Call us for legal advice on how to achieve Medicaid eligibility for someone who needs long-term care ……….. 732-382-6070

Burden to provide all verifications sits with Medicaid applicant

The Medicaid application process for MLTSS services in nursing homes, assisted living facilities or in the community requires a tremendous amount of documentation. Numerous documents pertaining to personal status, income, and finances must be produced. Filing an incomplete application increases the risk of a denial. Failing to produce the required documentation frequently leads to denials, as the courts in New Jersey have held again and again that the responsibility to produce proof of eligibility rests with the applicant and not with the agency which is processing the application. Of course, the notice of what’s missing actually needs to be delivered to the person who is filing the application, but upon receipt, one must “jump” since the time given to reply is typically really short.

Two recent cases illustrate the problems that can be encountered from failure to present required verifications for a Medicaid application These are not “published” decisions, so they are not considered to be binding precedent on any other court.
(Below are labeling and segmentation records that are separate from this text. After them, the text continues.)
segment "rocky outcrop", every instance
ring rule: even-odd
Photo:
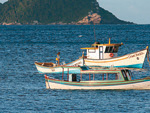
[[[83,24],[83,25],[88,25],[88,24],[100,24],[101,21],[101,16],[98,15],[97,13],[89,14],[88,16],[84,17],[82,20],[77,22],[77,24]]]

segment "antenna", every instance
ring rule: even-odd
[[[95,38],[95,42],[96,42],[95,24],[94,24],[94,38]]]

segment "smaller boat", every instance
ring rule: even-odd
[[[45,75],[46,88],[64,90],[150,89],[150,77],[133,80],[132,73],[127,68],[81,70],[79,76],[77,74],[64,76],[64,73],[62,73],[61,79]]]
[[[60,64],[60,52],[57,53],[56,61],[52,62],[35,62],[36,68],[39,73],[80,73],[81,70],[88,70],[89,68],[83,64],[84,56],[80,57],[77,61],[74,61],[76,65]],[[81,65],[82,62],[82,65]],[[73,63],[73,62],[72,62]],[[77,65],[80,64],[80,65]]]

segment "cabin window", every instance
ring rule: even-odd
[[[125,81],[128,81],[128,76],[124,70],[121,71]]]
[[[118,47],[117,46],[107,46],[105,53],[117,53]]]
[[[127,75],[127,77],[131,80],[131,71],[126,70],[126,75]]]
[[[89,49],[88,51],[89,51],[89,53],[95,53],[96,52],[95,49]]]

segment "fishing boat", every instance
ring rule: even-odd
[[[142,68],[147,54],[149,62],[149,47],[146,49],[130,53],[123,56],[117,56],[121,44],[111,44],[110,39],[108,44],[100,44],[98,42],[92,44],[91,47],[81,48],[86,49],[86,55],[82,56],[70,63],[60,65],[60,52],[57,53],[56,61],[52,62],[35,62],[36,68],[40,73],[60,73],[72,70],[72,73],[80,73],[81,66],[92,67],[126,67],[126,68]]]
[[[66,66],[84,65],[89,67],[126,67],[126,68],[142,68],[147,54],[147,60],[149,62],[149,47],[145,49],[118,56],[119,47],[121,44],[111,44],[110,39],[108,44],[100,44],[98,42],[92,44],[91,47],[81,48],[86,50],[86,55],[83,62],[80,59],[76,62],[66,64]],[[80,61],[80,62],[79,62]]]
[[[80,71],[84,68],[88,70],[87,66],[65,66],[65,65],[57,65],[54,63],[39,63],[35,62],[36,68],[39,73],[80,73]],[[82,68],[82,69],[81,69]]]
[[[82,70],[79,76],[67,74],[66,79],[64,77],[63,73],[61,79],[45,75],[46,88],[64,90],[150,89],[150,77],[132,80],[132,73],[129,69]]]
[[[39,73],[80,73],[81,70],[88,70],[89,67],[82,64],[80,65],[65,65],[60,64],[60,52],[57,53],[56,61],[57,63],[52,62],[35,62],[36,68]],[[83,62],[83,56],[78,59],[78,62]],[[77,61],[75,61],[77,63]]]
But they do illustrate the problems that can arise. In both cases, there was a failure to produce certain documentation, and the court concluded that the individual had the authority to obtain the records had they wanted to do so. One case is RP vs DMAHS  2018    and the other is G.C. vs DMAHS (birth certificate case).

There may be circumstances in which the person filing the application has no authority to get documents. There may be a need to apply for guardianship or to get a court order directing the release of certain records. These are situations in which the person should quickly consult with an elder law attorney to take necessary protective action. The important thing is that the person filing the applicant needs to act — to seek whatever legal remedies might be necessary rather than just throwing up his hands and doing nothing. The pace of denials for “failure to provide verification” seems to be escalating and there may be numerous legal issues in any given application that need an attorney’s attention.